I am really glad that we are going to be talking about this study because we at Ariel and Aon Hewitt, along with our partners at The Joint Center on Political and Economic Studies and The Raben Group, have really made this a labor of love. Let me really quickly me tell your listeners what precisely this study is all about the data we collected so that they understand the challenges we faced.
This study examined the defined contribution plans of 60 large U.S. corporations across a variety of industries and sectors; we are talking real heavyweights like McDonald’s, Xerox, AT&T, and UPS. The goal was to determine who was saving how much and why, and then to use this information to recommend ways in which for policy makers as well as employers to help minority workers adequately prepare for retirement. The data we collected represents approximately 2.4 million employees. We looked at race, ethnicity, gender, salary, age, job tenure, and 401(k) and 403(b) balances. This was not a small undertaking.
What we have found is that African-Americans and Hispanics are still lagging behind their White and Asian-American counterparts, across all income levels. We have found that African-Americans have a dramatically higher incidence of depleting their retirement accounts. And since these monies are generally not put back into the retirement accounts we are essentially throwing away our own nest eggs.
Now, we have made some progress. For instance, plan participation rates inched up from a 2007 level of 66% to a current level of 68% in our community. We also can’t forget that the recession hasn’t made things easy for anyone. But we as a community need to be more vigilant in making sure that our future is secure.
How do we go about doing that? What are some ways that African-Americans can begin to buck this disturbing trend?
The answer to this is really two-fold. And what I mean by this is that we need to attack this trend both by educating individuals and by get employers to make some serious changes that will result in increased savings toward retirement.

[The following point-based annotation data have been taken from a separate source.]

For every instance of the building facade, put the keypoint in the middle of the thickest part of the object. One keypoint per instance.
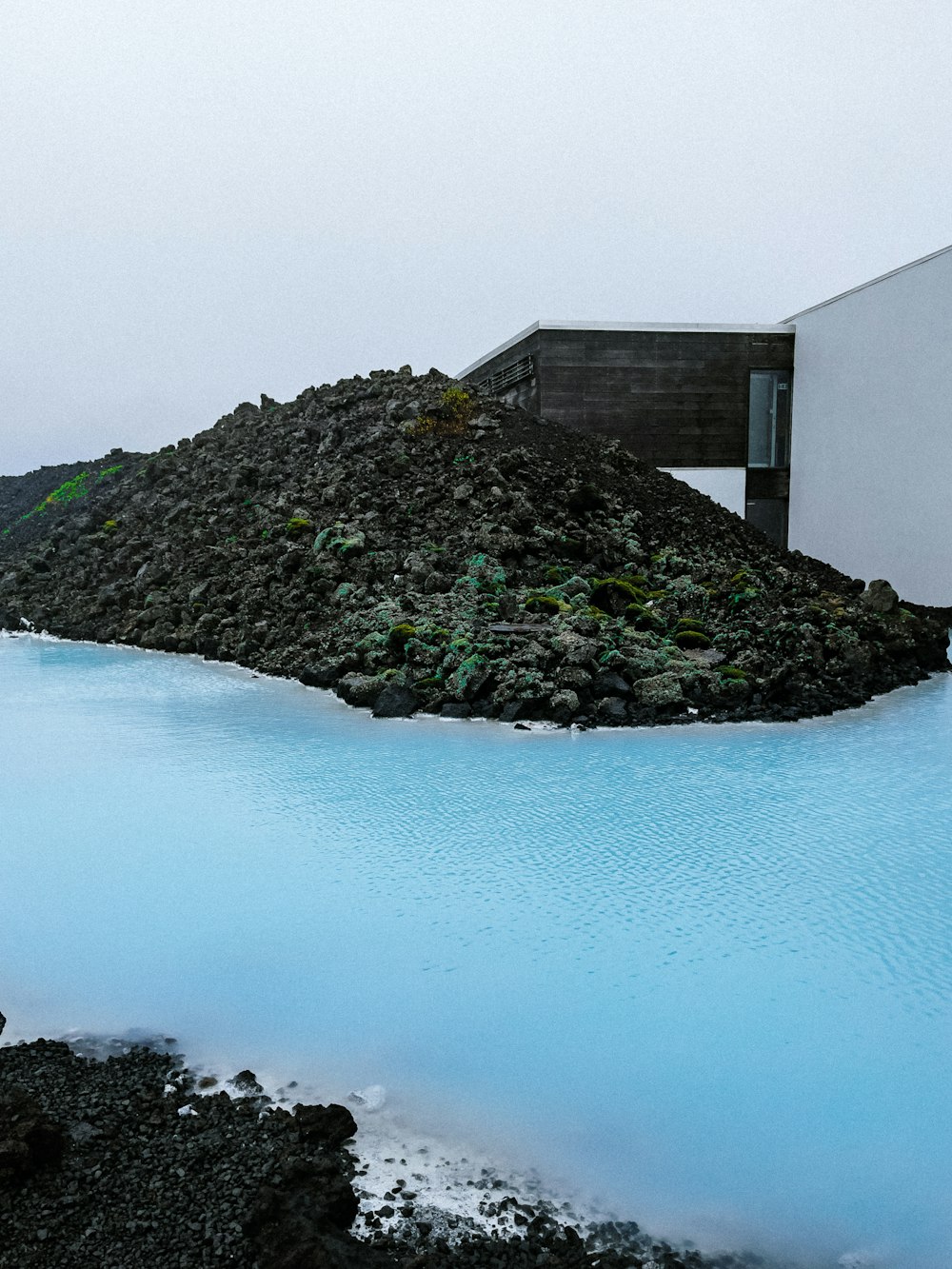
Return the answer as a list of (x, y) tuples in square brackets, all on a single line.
[(708, 404), (871, 472)]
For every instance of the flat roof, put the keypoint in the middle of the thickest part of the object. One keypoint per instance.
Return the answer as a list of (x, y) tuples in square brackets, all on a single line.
[(872, 282), (697, 327)]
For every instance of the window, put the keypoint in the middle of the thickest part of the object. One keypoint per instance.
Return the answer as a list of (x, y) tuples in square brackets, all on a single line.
[(768, 419), (769, 515)]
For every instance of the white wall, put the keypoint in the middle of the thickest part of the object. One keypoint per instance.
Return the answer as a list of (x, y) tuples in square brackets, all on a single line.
[(725, 485), (871, 462)]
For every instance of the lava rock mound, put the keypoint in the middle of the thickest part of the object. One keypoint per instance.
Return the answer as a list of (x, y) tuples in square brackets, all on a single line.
[(421, 547)]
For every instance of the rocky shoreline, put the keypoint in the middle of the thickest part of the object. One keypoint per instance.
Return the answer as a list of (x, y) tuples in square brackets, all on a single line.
[(418, 547), (131, 1161)]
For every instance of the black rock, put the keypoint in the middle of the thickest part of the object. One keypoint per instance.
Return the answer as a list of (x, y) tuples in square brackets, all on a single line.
[(395, 702)]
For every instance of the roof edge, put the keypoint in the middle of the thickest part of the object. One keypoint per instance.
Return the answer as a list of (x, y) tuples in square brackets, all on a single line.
[(872, 282), (697, 327)]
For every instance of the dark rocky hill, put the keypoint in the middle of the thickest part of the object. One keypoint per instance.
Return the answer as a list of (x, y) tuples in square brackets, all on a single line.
[(417, 547)]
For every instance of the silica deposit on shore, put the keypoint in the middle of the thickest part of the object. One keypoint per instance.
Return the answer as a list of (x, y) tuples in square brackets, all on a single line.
[(135, 1161)]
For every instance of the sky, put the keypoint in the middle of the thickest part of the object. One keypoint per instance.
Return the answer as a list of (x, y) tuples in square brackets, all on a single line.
[(208, 199)]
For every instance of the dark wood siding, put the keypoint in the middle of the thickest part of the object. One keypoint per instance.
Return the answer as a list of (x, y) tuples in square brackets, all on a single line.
[(526, 392), (677, 399)]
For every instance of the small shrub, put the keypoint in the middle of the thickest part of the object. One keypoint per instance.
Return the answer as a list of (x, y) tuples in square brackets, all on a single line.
[(451, 419)]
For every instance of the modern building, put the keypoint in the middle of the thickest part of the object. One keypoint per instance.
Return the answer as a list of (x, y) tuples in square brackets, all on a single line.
[(871, 471), (851, 464), (708, 404)]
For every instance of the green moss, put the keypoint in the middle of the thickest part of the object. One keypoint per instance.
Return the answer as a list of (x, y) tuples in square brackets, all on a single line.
[(400, 633), (434, 681), (643, 618), (297, 525), (545, 605), (692, 639), (613, 594)]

The three main ways participants in defined contribution plans can deplete their retirement savings accounts before retiring are by taking hardship loans, taking out regular loans, and by cashing out their accounts upon terminating a job. Here are some truly disturbing statistics that we found:
• In 2010, in the $30,000 – $59,000 salary range, 11.9% African-Americans had taken a hardship withdrawal from their retirement savings. Compare that to 4.6% for Hispanics, 2.6% for whites, and 2.1% for Asian-Americans.
• In 2010, 49% and 40% of African-Americans and Hispanics, respectively, had outstanding loans on their retirement accounts compared to just 26% and 22% of Whites and Asian-Americans, respectively. And as income increases, even in the over $120,000 range, we see that loan levels remain uniquely high.
• The highest percentage, by race, of individuals who cash out their retirement savings account are African-Americans at 63%. Hispanics follow closely at 57%, while Whites cash out 39% of the time, and Asian-Americans do the same in only 34% of similar occasions.
To change these numbers we’ll need to do a few things:
• Communicate with employees – Defined contribution plans are complex and participants take on huge responsibilities when they save and invest in their plans. While plan design is critical, helping participants better understand these complex topics should be a priority.
• Ease loan repayment – Employers should extend the time a terminating employee has to pay back a loan form 60 days, which is the typical repayment period, to a minimum of twelve months. A grace period grace period should also be allowed while an individual is collecting unemployment. This will less the need to cash out their savings plan to make repayment.
• Deter early withdrawals – The penalty for early withdrawal, it is our opinion, should be increased from 10% to 15% to deter fund withdrawal for non-critical needs.
Did this study find any areas of hope to suggest that we might be able to get things on course? Is there some data to suggest a bit of hope?
Actually there is a shining beacon of hope that we have found because of this study. It’s not perfect but auto-enrollment has produced some incredible, across-the-board numbers. Listen to this:
• When not subject to auto-enrollment 64% of African-Americans participate in defined contribution plans. When their employer uses auto-enrollment, 82% of African-Americans participate.
• For Hispanics the percentage increase is even greater at 24%
• Whites and Hispanics also see an increase in participation, 9% and 11%, respectively.
These are fantastic numbers. Now here’s the not perfect part. When individuals are auto-enrolled, as opposed to self-enrolled, their contribution rates are a good deal lower. But we think the simple solution to this is to use auto-enrollment to it’s full potential by:
• expanding auto-enrollment to all non-participants on a one-time or periodic basis
• setting enrollment rates at a level equal to the company match or simply using higher rates of 4% to 6% of pay
• auto-escalating contribution rates yearly by a percent or two
If employers took these suggestions to heart I think we would see a very different outcome for the next Ariel / Aon Hewitt Study. And those different outcomes would be extremely encouraging.
Mellody Hobson is President of Ariel Investments, a Chicago-based money management firm.